Было двадцать пятое марта — этот день, как большинство из вас знает по собственному горькому опыту, с незапамятных времен является одним из тех тягостных дней, которые носят название «платежных». Старый Джон Уиллет считал долгом чести каждый год двадцать пятого марта расплачиваться звонкой монетой с одним лондонским винокуром и виноторговцем, своим поставщиком. И так же неизменно, как неизменно наступало каждый год это число, Джо отправлялся в Лондон, чтобы передать виноторговцу из рук в руки холщовый мешочек с точной суммой долга — ни пенни больше, ни пенни меньше.
Ездил Джо всегда на старой серой кобыле. В уме мистера Уиллета-старшего крепко засела смутная идея, будто эта кобыла, если отправить ее на скачки, несомненно может получить какой-нибудь призовой кубок.

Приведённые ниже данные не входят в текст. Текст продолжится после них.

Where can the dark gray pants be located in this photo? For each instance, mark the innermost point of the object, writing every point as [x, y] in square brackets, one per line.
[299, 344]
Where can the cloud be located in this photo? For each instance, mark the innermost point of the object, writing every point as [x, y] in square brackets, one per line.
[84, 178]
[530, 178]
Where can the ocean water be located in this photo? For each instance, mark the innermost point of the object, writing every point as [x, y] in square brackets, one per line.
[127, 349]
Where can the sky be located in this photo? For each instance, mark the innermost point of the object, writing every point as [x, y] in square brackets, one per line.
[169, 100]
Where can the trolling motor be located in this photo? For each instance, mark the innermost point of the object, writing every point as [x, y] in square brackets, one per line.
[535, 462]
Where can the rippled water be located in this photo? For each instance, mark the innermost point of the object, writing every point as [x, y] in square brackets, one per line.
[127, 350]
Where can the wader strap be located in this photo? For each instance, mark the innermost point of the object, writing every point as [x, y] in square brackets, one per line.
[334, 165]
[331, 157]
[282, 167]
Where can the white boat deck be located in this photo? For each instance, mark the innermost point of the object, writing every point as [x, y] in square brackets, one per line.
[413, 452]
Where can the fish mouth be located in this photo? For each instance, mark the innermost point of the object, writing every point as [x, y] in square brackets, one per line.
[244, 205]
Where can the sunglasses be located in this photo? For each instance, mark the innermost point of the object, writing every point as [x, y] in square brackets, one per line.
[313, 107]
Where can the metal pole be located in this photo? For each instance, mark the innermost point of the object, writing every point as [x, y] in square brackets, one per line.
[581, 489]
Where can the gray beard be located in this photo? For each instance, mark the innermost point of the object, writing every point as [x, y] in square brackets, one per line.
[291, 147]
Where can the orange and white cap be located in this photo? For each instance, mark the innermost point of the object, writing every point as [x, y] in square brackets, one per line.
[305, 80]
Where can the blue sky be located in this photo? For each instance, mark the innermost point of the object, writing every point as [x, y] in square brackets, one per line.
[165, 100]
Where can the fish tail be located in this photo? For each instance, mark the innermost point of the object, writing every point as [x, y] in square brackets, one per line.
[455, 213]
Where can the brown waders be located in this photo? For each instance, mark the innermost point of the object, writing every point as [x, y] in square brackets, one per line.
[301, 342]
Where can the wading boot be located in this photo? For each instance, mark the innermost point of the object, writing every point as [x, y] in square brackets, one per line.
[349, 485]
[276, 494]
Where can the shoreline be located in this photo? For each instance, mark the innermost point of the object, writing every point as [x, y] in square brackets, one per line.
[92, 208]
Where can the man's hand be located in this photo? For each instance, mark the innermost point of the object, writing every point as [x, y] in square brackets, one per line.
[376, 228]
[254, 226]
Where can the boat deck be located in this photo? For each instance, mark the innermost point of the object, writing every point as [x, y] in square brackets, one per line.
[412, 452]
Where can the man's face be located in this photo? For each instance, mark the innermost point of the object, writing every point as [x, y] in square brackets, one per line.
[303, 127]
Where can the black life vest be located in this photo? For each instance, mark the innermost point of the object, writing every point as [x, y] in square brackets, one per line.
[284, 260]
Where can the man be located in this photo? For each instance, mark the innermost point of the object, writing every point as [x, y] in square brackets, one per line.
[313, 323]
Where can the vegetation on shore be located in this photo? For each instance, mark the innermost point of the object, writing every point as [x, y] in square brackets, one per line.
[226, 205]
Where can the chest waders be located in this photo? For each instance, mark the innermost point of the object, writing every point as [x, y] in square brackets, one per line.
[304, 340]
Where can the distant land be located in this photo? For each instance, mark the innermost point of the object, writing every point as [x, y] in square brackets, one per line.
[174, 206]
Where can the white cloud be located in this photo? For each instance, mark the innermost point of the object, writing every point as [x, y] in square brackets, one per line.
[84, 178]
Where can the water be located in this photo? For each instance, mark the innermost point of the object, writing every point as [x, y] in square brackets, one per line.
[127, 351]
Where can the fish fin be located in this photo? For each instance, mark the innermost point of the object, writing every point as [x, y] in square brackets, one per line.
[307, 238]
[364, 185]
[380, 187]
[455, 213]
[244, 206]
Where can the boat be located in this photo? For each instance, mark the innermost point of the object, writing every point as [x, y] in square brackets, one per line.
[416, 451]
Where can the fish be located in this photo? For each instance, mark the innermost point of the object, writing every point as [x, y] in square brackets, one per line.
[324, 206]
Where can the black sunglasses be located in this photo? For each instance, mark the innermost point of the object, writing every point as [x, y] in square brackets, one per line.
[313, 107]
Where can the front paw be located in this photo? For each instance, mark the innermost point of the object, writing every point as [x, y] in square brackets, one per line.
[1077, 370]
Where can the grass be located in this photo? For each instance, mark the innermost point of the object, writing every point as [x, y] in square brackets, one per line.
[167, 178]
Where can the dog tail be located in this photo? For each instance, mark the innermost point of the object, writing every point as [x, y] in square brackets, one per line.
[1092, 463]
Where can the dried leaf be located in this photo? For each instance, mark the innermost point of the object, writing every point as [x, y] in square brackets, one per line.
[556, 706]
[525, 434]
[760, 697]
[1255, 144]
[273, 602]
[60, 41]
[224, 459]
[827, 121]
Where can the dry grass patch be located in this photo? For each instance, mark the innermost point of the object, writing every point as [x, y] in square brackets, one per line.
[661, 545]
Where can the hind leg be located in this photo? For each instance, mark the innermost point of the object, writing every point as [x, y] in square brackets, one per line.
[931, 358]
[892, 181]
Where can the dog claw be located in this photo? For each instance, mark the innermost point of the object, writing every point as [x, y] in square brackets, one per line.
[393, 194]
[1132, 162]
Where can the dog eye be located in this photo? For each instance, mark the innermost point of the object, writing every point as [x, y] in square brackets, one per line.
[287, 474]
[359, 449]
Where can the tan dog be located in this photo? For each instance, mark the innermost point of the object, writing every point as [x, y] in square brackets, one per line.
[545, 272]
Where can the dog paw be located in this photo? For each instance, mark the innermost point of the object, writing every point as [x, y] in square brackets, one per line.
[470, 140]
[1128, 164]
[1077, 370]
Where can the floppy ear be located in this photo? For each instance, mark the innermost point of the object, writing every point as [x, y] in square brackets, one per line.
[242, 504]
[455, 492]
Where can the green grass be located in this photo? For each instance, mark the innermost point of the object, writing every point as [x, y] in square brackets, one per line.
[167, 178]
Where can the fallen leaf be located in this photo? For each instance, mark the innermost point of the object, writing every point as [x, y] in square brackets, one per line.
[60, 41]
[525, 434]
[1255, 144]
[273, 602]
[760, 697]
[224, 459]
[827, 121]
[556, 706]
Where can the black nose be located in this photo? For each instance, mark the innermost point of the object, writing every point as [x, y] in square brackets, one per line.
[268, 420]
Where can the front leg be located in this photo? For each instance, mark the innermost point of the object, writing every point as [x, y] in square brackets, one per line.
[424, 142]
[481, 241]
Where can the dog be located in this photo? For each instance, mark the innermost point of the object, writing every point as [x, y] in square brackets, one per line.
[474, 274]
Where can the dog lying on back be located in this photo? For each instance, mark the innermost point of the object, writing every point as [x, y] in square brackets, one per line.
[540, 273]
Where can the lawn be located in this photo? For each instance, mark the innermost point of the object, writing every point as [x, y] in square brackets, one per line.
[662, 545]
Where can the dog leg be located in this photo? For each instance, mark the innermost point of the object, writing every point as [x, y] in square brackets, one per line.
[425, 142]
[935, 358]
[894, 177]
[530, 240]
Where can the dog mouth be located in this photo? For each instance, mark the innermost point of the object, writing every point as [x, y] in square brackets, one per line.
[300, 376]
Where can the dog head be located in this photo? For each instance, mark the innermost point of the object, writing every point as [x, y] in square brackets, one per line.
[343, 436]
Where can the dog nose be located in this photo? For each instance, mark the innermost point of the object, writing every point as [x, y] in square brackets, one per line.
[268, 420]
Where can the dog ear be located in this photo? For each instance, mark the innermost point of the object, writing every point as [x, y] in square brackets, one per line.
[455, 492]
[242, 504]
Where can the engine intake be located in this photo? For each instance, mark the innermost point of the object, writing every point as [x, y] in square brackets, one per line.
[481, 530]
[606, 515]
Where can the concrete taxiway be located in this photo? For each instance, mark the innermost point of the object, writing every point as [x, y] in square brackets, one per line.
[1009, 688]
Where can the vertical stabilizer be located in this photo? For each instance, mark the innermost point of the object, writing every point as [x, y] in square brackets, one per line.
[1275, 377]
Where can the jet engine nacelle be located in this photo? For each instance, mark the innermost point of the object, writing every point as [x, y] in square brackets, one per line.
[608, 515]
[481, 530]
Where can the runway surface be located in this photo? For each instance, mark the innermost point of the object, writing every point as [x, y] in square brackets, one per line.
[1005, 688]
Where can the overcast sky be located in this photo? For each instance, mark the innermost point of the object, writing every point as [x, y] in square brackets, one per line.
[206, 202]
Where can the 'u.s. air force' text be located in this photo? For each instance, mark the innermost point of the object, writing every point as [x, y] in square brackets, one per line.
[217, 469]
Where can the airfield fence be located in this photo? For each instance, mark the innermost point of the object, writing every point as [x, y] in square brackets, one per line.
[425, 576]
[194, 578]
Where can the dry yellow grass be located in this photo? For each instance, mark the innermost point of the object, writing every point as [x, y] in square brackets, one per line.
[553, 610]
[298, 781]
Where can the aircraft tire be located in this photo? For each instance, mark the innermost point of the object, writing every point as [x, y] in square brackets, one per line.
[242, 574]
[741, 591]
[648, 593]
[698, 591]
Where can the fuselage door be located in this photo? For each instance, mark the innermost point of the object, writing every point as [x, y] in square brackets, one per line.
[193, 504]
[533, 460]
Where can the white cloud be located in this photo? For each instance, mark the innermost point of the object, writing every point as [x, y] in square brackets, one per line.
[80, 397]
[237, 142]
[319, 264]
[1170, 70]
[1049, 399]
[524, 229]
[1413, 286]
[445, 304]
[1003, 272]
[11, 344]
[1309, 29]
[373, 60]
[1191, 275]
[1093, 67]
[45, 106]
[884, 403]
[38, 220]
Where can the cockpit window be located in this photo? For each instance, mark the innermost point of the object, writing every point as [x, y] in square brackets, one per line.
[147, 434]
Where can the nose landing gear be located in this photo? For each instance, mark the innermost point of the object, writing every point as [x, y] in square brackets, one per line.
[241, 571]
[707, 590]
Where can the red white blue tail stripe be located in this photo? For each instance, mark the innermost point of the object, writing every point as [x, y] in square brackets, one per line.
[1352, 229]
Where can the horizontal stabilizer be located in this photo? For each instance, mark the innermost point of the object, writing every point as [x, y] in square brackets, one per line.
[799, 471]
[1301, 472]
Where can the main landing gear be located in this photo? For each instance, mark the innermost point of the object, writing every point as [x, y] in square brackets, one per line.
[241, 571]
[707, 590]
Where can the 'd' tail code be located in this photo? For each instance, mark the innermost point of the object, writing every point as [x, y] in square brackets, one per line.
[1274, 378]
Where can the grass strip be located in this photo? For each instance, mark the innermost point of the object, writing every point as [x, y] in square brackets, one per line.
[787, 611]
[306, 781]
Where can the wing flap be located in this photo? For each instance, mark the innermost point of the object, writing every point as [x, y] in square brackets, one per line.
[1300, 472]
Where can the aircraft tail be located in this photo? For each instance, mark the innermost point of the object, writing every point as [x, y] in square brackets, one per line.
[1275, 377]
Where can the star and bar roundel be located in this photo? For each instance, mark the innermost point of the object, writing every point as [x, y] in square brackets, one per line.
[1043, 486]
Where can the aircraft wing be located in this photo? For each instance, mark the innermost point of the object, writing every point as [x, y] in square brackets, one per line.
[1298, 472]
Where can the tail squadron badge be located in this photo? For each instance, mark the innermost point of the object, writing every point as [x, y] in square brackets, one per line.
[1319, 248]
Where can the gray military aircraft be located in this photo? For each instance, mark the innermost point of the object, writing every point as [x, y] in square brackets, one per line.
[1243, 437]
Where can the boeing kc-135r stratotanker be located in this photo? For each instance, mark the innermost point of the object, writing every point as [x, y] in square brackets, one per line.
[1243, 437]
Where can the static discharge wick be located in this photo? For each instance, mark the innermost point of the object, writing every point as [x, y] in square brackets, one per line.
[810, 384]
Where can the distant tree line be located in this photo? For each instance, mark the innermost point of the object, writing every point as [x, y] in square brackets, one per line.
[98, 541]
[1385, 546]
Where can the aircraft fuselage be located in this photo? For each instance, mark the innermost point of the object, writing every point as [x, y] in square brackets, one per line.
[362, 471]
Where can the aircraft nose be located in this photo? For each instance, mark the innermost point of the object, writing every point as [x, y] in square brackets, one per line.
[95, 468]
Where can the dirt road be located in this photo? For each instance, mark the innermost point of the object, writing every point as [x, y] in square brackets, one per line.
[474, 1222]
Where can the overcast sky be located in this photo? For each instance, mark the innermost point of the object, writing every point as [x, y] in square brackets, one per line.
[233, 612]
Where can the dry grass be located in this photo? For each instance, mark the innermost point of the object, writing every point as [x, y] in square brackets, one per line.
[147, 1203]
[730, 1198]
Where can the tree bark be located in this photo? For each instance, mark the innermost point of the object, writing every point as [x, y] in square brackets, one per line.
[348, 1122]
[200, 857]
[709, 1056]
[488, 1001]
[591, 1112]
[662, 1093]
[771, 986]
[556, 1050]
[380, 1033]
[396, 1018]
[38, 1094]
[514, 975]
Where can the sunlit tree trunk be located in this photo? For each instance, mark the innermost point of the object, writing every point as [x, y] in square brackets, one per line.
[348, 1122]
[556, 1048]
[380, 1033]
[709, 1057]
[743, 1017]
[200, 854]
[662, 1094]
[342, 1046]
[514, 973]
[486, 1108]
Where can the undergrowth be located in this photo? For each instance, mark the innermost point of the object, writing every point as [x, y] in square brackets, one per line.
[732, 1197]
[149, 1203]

Но кобыла никогда не пробовала своих сил на таком поприще, и вряд ли это было возможно в будущем, ибо ей было уже лет четырнадцать, а то и пятнадцать, она страдала запалом и потому шла очень медленно. Более всего выдавали ее возраст облезлые хвост и грива. Несмотря на эти мелкие недостатки, хозяин чрезвычайно гордился своей лошадью, и, когда Хью в тот день подвел ее к крыльцу, Джон удалился за стойку и в уединении своей лимонной рощи даже несколько раз громко засмеялся от избытка восторга и гордости.